First thing I do when the quince fruits are ripe, I cook quince jelly and with the remaining fruit pulp, I make quince cheese (dulce de membrillo). This is a natural pairing, because for the jelly you only need the juice and I could never bear it to throw away the complete fruit pieces, so I use them for the quince cheese.
- 5–6 quince fruits
- raspberries (optional)
- jam sugar 2:1 (gelling sugar)
- lemon juice or citric acid
The exact amounts of water, sugar and the rest depend on the quantity of juice you get after cooking the quince, so I cannot give you more details in the ingredients list.
First you have to rub the fuzz off hte quince, I usually do this over the sink, simply by using my hands. But you can also use a kitchen towel. Then wash them thoroughly.
Now comes the heavx part: cut the quince fruits in about 2–2,5 cm pieces. Use the biggest, sharpest knife you can find in your kitchen, but please be careful with your fingers. The quince fruits are very hard, and you may need to use a lot of weight on the knife to cut then. Do not remove any pits or the skin. They help with the gelling process later.
Put everythin in a big, non-reactive pot (stainless steel or enamel), cover with water and bring to a boil.

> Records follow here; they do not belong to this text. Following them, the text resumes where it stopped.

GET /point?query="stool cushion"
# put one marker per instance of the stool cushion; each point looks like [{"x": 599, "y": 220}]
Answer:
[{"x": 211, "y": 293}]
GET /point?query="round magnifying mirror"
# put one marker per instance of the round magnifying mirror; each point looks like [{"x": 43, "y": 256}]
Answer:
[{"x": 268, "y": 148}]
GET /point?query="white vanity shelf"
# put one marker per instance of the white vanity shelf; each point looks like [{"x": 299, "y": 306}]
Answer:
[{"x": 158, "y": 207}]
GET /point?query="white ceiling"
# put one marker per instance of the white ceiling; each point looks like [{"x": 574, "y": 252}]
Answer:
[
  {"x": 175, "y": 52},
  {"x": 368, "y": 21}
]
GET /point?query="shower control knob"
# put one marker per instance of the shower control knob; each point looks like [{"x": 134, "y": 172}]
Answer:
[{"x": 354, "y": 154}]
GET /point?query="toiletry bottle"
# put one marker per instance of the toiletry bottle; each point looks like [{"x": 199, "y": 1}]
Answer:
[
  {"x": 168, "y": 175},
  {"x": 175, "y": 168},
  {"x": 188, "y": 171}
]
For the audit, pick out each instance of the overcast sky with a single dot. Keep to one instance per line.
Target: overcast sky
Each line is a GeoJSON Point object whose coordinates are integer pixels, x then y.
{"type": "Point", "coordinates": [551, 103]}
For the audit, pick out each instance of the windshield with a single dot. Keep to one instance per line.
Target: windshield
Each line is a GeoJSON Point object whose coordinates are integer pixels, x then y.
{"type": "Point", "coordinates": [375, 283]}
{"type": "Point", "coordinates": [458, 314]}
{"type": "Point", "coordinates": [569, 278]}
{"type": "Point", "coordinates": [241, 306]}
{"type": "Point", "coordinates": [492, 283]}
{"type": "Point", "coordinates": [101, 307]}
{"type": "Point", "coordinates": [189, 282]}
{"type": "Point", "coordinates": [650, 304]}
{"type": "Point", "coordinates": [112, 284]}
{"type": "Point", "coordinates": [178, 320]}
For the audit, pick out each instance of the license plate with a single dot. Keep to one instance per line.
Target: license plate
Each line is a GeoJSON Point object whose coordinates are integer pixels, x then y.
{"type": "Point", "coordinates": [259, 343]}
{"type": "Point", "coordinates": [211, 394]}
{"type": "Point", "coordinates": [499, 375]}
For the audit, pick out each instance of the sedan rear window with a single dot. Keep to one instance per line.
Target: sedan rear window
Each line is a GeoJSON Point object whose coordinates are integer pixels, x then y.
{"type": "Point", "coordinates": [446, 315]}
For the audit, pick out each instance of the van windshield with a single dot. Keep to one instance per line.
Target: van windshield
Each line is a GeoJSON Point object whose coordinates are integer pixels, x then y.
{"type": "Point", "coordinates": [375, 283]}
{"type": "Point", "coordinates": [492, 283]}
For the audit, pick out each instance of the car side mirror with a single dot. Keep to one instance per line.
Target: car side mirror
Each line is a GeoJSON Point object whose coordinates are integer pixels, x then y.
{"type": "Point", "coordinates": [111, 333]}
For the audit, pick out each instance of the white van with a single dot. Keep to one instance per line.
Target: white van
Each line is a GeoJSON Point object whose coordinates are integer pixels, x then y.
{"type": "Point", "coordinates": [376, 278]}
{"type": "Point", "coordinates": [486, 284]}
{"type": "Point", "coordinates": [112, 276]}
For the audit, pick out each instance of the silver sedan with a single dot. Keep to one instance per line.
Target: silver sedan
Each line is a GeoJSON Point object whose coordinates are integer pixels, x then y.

As soon as everything starts to boil, I reduce the heat to minimum and let them simmer for about 20 min. This should be enough to soften the quince and release their juices to the water.
To cook jelly, you usually need cold juice, so just leave the pot with everything on the stove to cool down and proceed the following day or whenever it is cool enough.
To start with the jelly strain the quince pieces through a fine mesh colander, but keep the juice, because this is, what we need first. Put the quince pieces in a plastic container in the fridge and leave it there until you got enough time to cook the quince cheese. Or maybe you already have other plans for them? They will keep for about one week.
Measure your cold quince juice and put it in a non-reactive pot. If you want to use raspberries as well, weigh them and put them in the pot as well. For jelly you have to use a bit more than 50% of the weight of your juice, usually it is 700 ml juice and 500g jam sugar 2:1. Also add the amount you need for your raspberries.
If you have a lemon at hand or some citric acid, you can add it too. I think, this is not necessary to taste better, but it keeps the colour fresh :-)
Mix very well with a wooden spoon and bring to a boil. As soon as it boils reduce to a simmer and let cook for a minimum of 4 minutes.
Prepare your glasses and fill with the jelly as soon as it is ready. Fill the glasses up to the rim, but make sure to keep the rim clean. Close the glasses and turn them bottom up, allow to stand for at least 10 minutes.